Tous les mercredis, La Finance Pour Tous met en avant l’essai illustré d’Antonin Batteur, lauréat du Grand Prix 2025, portant sur le thème « Quelles dépenses publiques pour préserver les générations futures ? ».
Antonin explore dans son travail les divers aspects des dépenses publiques, en intégrant des dimensions sociales, régionales, souveraines, environnementales et économiques. Son analyse est enrichie par des données et des graphiques qui offrent une perspective complète sur le sujet.
Les perspectives économiques et les choix éditoriaux de l’essai reflètent les idées de l’auteur et non celles de La Finance Pour Tous, qui se contente de diffuser une étude approfondie et bien documentée.
Cette semaine, Antonin aborde un thème qui nous est particulièrement cher : l’éducation.
Le système éducatif en France est en proie à une crise structurelle, exacerbée par des décisions budgétaires qui en réduisent l’efficacité.
Premièrement, la pénurie d’enseignants met en péril le fonctionnement des écoles. Le ministère de l’Éducation nationale prévoit de couper 4 000 postes en 2025 (dont 79% dans le premier degré public), malgré un manque de 3 150 postes non pourvus en juillet 2024 (92% dans le public), particulièrement pour les disciplines telles que les mathématiques, les sciences et les langues. Depuis 2022, les chiffres de suppression étaient de 2000, 1500, et 2500 postes respectivement. Ces réductions, justifiées par une baisse de 97 000 élèves en 2025, sont vues comme des mesures à court terme qui pourraient nuire au système éducatif lors de prochaines augmentations démographiques. Réduire les postes alors qu’il y a déjà des vacances amplifie les problèmes dans les zones rurales et prioritaires qui souffrent d’un manque de personnel qualifié.

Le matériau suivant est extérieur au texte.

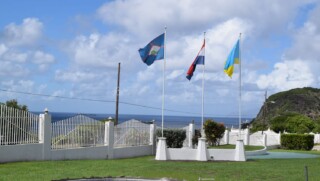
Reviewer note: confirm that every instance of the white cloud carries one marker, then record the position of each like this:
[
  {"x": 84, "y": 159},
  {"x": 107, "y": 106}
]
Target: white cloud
[
  {"x": 28, "y": 33},
  {"x": 145, "y": 17},
  {"x": 74, "y": 76},
  {"x": 98, "y": 50},
  {"x": 3, "y": 49},
  {"x": 287, "y": 75}
]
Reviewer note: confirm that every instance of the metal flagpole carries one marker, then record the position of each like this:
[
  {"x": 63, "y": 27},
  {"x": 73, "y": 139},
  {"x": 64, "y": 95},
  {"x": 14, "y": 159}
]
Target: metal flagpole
[
  {"x": 163, "y": 77},
  {"x": 240, "y": 86},
  {"x": 204, "y": 41}
]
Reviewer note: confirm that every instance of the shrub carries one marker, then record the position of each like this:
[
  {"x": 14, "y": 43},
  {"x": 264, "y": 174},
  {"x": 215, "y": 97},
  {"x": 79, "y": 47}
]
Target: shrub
[
  {"x": 174, "y": 137},
  {"x": 214, "y": 131},
  {"x": 299, "y": 124},
  {"x": 297, "y": 141}
]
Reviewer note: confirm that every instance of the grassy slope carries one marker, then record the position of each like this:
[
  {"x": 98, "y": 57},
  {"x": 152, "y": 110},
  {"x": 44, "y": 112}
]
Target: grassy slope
[{"x": 147, "y": 167}]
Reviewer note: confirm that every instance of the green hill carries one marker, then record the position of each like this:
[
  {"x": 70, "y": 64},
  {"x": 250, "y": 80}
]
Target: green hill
[{"x": 300, "y": 101}]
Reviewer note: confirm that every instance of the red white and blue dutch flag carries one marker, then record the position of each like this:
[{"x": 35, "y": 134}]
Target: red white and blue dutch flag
[{"x": 198, "y": 60}]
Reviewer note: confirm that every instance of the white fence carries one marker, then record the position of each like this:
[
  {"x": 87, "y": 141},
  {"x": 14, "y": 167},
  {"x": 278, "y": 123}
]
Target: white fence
[
  {"x": 78, "y": 131},
  {"x": 132, "y": 133},
  {"x": 17, "y": 126},
  {"x": 77, "y": 138}
]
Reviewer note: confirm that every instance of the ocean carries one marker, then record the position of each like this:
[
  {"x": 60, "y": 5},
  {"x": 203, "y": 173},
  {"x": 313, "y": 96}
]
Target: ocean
[{"x": 169, "y": 121}]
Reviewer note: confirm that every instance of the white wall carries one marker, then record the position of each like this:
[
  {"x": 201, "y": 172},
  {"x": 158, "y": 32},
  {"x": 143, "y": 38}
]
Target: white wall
[
  {"x": 181, "y": 154},
  {"x": 221, "y": 154},
  {"x": 80, "y": 153},
  {"x": 12, "y": 153},
  {"x": 135, "y": 151}
]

Parallèlement, le métier perd de son attrait. Entre 2015 et 2023, le taux d’enseignants contractuels est passé de 6 % à 9 %. Les conditions de travail et les salaires sont en cause : un enseignant en France gagne entre 10 % et 15 % de moins que la moyenne de l’OCDE, ce qui rebute les nouvelles générations.
Dans l’enseignement supérieur, la situation est similaire. Depuis 2010, le nombre d’étudiants a augmenté de 50 %, mais le budget alloué aux universités n’a pas suivi. En 2023, la dépense par étudiant a diminué de 3 %, entraînant une saturation des infrastructures et un manque de ressources pédagogiques. Le ratio étudiants/enseignants est passé de 20 à 24 en dix ans, dégradant la qualité de l’enseignement.
Les étudiants rencontrent également des difficultés financières; 30 % d’entre eux déclarent être en difficulté, notamment à cause des coûts de logement et du manque de bourses adéquates. Un seuil d’éligibilité exclut certains étudiants des classes moyennes des aides, creusant les inégalités dans l’accès à l’enseignement supérieur.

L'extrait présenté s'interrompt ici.